I did not expect motherhood to legitimise me. And yet it has. I think motherhood, or at least my motherhood – as the wheelchair-using mother of non-disabled children – acts to cancel out a lot of the things about me that the world found so disquieting. There are so many ways disabled people are infantilised – we’re frequently just not seen as adults. But now, whereas before I had been infantilised, my children seem to act as an automatic pass to adulthood. Where I expected motherhood to open me up to even more judgment, it has had the opposite effect.
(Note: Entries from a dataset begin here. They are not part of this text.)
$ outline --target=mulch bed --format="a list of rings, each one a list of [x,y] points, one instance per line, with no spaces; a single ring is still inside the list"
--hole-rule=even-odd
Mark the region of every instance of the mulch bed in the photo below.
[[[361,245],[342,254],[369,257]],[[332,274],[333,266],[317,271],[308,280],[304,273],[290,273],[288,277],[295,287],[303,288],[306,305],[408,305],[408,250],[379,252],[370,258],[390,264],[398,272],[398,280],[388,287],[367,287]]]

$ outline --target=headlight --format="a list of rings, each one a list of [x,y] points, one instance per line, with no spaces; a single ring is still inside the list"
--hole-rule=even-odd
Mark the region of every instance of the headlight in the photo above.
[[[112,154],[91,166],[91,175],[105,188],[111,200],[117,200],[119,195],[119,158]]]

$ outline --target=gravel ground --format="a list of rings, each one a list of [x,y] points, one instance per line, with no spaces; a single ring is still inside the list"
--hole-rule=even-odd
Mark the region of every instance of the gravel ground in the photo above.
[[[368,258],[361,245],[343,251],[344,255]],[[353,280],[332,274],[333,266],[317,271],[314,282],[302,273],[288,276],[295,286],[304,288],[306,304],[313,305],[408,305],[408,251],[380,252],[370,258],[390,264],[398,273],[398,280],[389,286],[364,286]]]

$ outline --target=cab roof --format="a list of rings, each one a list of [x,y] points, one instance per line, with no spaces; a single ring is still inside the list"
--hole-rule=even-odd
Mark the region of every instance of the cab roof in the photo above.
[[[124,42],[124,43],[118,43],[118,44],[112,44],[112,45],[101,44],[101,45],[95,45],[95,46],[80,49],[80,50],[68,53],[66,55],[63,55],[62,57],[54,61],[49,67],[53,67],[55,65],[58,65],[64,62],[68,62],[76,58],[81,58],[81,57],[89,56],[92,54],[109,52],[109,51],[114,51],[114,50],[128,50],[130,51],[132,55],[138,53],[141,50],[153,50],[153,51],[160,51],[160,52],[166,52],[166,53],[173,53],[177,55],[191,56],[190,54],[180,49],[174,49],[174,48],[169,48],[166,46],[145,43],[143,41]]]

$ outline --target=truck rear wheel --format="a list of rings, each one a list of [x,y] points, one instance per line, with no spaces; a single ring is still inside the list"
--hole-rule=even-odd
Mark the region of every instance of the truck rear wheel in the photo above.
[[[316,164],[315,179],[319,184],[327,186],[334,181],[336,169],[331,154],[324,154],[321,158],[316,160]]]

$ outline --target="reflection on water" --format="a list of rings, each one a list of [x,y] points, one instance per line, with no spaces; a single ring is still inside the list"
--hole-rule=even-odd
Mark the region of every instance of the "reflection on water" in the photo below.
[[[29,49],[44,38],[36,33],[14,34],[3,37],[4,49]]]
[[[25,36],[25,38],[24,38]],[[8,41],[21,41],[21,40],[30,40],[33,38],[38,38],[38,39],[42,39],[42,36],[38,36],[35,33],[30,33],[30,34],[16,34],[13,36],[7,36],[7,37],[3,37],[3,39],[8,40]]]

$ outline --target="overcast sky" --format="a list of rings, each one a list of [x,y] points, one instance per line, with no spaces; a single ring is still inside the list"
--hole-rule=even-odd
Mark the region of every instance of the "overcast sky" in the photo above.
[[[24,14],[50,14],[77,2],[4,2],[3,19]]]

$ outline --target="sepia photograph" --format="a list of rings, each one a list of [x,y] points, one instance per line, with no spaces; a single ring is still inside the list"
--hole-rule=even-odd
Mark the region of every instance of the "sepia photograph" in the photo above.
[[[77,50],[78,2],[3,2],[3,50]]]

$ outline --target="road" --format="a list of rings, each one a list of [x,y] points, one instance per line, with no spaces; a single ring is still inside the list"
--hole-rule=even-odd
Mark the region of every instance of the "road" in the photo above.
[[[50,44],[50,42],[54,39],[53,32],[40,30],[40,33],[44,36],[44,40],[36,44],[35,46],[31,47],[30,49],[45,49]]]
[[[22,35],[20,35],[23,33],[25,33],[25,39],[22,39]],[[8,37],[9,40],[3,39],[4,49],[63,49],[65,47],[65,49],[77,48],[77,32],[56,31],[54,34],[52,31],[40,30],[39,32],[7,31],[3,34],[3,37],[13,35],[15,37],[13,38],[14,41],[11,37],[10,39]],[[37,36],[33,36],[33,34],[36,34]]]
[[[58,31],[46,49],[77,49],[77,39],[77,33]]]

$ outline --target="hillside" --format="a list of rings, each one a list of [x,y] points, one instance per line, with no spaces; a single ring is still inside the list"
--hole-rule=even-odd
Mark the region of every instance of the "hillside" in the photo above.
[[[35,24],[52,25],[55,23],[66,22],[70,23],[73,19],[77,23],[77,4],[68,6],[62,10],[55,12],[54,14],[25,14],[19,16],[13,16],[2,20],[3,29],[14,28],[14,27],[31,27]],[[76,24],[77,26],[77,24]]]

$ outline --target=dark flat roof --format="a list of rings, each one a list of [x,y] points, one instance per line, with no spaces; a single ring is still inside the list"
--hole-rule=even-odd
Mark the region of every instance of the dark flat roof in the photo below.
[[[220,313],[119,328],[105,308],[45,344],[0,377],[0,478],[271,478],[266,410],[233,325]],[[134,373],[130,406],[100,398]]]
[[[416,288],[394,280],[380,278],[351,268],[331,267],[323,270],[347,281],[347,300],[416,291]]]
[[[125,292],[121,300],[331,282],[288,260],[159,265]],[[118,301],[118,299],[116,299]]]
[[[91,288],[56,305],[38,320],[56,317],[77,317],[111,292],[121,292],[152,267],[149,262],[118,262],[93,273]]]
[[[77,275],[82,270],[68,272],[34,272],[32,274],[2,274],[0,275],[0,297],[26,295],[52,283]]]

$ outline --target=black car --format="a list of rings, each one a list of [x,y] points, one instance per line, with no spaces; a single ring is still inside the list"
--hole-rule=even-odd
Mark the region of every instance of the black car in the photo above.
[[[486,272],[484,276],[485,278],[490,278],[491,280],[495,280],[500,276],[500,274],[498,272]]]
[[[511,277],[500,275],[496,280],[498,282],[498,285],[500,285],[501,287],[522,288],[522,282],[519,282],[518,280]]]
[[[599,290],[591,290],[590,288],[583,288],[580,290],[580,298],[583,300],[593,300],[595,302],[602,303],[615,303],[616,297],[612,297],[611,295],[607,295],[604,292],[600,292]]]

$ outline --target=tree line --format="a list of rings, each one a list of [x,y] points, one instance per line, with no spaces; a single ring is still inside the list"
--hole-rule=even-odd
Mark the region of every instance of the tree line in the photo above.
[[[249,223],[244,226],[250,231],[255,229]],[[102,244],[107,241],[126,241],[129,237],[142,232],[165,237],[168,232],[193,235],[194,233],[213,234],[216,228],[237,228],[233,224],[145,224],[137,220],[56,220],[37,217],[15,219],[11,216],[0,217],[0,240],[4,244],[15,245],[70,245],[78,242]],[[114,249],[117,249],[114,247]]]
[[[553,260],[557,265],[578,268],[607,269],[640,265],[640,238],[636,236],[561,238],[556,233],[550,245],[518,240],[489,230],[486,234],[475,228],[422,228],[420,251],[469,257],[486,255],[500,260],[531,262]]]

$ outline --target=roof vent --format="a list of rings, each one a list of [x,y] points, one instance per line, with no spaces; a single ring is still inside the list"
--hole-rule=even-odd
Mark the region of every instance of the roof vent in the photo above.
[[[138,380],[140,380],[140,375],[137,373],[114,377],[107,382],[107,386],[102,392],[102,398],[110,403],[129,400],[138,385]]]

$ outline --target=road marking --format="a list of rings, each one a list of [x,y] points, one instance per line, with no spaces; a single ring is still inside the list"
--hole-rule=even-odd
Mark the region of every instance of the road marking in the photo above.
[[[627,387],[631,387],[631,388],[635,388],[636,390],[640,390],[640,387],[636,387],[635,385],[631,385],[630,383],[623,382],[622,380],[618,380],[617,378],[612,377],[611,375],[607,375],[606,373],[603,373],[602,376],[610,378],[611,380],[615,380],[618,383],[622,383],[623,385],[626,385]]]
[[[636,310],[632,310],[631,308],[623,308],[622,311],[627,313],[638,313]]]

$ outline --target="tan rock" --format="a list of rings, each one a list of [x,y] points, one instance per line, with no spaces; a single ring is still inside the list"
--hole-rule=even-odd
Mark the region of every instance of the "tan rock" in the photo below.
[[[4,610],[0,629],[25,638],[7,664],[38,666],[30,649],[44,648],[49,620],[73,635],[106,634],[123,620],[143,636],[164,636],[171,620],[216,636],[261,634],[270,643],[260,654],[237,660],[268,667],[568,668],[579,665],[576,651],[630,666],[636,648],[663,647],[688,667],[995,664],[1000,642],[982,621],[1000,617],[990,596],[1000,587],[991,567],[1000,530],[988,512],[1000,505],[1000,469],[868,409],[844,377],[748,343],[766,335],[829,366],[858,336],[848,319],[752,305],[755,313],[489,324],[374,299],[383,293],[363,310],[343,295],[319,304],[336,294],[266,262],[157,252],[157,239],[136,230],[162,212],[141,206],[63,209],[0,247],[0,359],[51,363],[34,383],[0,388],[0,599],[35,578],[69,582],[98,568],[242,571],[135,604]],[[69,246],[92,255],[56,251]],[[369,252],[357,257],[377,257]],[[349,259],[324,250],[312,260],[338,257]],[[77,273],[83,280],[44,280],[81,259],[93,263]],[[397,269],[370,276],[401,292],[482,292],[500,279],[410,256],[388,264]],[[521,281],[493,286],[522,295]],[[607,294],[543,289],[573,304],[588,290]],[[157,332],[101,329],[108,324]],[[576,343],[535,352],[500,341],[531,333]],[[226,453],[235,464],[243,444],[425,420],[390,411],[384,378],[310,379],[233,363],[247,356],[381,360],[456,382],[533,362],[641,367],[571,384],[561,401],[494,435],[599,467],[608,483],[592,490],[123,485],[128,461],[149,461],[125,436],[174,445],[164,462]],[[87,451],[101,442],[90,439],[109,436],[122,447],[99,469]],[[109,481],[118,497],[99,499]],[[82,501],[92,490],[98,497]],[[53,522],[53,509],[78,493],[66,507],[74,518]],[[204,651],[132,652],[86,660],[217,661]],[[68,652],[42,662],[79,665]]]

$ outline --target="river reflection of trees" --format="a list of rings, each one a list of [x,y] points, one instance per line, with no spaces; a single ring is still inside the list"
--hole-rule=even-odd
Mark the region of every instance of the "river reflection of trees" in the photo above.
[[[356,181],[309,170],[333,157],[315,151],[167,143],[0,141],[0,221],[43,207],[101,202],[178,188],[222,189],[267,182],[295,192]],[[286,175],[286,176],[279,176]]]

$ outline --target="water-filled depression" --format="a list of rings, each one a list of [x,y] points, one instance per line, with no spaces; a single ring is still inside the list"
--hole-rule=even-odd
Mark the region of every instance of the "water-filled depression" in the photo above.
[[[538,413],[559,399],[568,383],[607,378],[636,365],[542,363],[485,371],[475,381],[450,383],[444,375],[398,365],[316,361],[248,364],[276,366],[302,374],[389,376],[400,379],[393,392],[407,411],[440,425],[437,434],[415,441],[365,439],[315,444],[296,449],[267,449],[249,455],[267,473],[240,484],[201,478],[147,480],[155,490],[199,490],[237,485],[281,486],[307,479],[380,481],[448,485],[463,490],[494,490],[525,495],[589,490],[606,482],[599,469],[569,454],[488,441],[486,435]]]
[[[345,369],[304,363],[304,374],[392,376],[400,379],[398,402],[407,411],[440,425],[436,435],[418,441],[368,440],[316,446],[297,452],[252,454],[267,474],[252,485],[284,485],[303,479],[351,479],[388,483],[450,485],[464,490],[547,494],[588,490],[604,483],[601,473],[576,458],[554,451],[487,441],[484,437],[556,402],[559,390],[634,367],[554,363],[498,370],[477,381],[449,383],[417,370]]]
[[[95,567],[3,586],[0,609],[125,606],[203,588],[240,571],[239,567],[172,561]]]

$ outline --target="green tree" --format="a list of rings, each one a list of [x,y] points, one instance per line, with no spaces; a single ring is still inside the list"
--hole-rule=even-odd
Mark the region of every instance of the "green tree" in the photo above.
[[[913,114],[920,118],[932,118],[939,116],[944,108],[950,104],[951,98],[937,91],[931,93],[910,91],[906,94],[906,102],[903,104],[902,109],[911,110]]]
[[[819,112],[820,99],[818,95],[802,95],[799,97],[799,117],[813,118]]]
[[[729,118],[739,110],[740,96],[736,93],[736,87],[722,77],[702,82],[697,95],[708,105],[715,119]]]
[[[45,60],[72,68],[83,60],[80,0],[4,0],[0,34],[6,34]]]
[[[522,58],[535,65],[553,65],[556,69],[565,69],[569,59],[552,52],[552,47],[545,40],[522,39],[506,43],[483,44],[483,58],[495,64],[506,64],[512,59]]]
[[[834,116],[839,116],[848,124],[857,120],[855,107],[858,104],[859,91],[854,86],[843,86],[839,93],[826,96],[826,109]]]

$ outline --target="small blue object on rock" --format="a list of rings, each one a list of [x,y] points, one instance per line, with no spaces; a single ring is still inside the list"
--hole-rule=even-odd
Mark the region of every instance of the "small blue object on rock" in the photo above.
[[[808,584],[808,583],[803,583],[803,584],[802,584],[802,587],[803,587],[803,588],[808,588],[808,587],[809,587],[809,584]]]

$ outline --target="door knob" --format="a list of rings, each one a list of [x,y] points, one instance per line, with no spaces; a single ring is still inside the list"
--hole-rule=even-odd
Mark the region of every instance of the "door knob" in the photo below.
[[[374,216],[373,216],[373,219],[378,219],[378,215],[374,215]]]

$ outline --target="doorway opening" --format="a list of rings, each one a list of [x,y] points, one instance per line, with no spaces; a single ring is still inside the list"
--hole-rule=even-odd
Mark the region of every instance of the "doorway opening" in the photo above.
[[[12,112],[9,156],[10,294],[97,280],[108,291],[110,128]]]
Lucy Catchpole, The Guardian & Observer – We’ve Got This


James Catchpole:

We were matchmade by a friend who has always said – only slightly defensively – that the match occurred to her not because we were both disabled, but because we had other things in common and, anyway, she just thought we’d get on, all right? And our friend was right. On our first evening together, we worked out we had a lot in common. But when it came to our disabilities, we discovered our experiences could not have been more different.

I’m an amputee – missing all of one leg – and have been for as long as I can remember. I get around on crutches. For me as an amputee man, I’ve always found public perception to be ostensibly positive. You’re thought of as heroic – superheroic, even. As a kid, you’re “amazing”, “a trooper”. In your 20s, people start assuming you were a soldier and that you gave your limb for king and country. Then if you walk fast, climb stairs easily or do any kind of sport, you’re “inspirational”.

Women have cried, then come over to tell me they are crying.

James Catchpole

So that was my life as Amputee Man. But then I morphed into Amputee Dad… As you might imagine, having a baby just added a new dimension. There’s already a brilliantly unearned halo effect in being a dad out and about with a young baby. You’re clearly doing better than just “helping out” and that’s enough to buy you some very indulgent looks. The bar is low, let’s face it. Being a capable father of a newborn on one leg and crutches clears that bar with some room to spare. Women have cried, then come over to tell me they are crying.

James Catchpole, The Observer & Guardian

Lucy and James in their garden - Lucy's drinking tea with Viola on her lap, while James pushed Mainie on the swing. Photo by Jon Attenborough
Mainie mid swing – Lucy mid-sip. By Jon Attenborough
Lucy and James are sitting in their garden - Lucy in her wheelchair, James perched on the brick raised flowerbed (he built - it is not at all crooked). The girls are behind on their swing - an action shot. Photo by Jon Attenborough for the Observer.
This is my favourite of Jon’s beautiful photos – it’s the one printed in the magazine – but not the online version. The Guardian format demands a portrait photo, and this is sadly landscape. Domage.

This book is the US, British, international edition published by Scribe – there’s also an Australian edition which does not include our essay. If it looks like the book above, you have the right book! (Unless you’re trying to avoid us of course…)

– Lucy Catchpole

Lucy Catchpole

2 comments

  1. Great article and Congrats on the spread in the Guardian!
    As far as being legitimatized, beware as you get greyer it flips a bit and you start noticing that folks give off vibes of your imminent burden on society.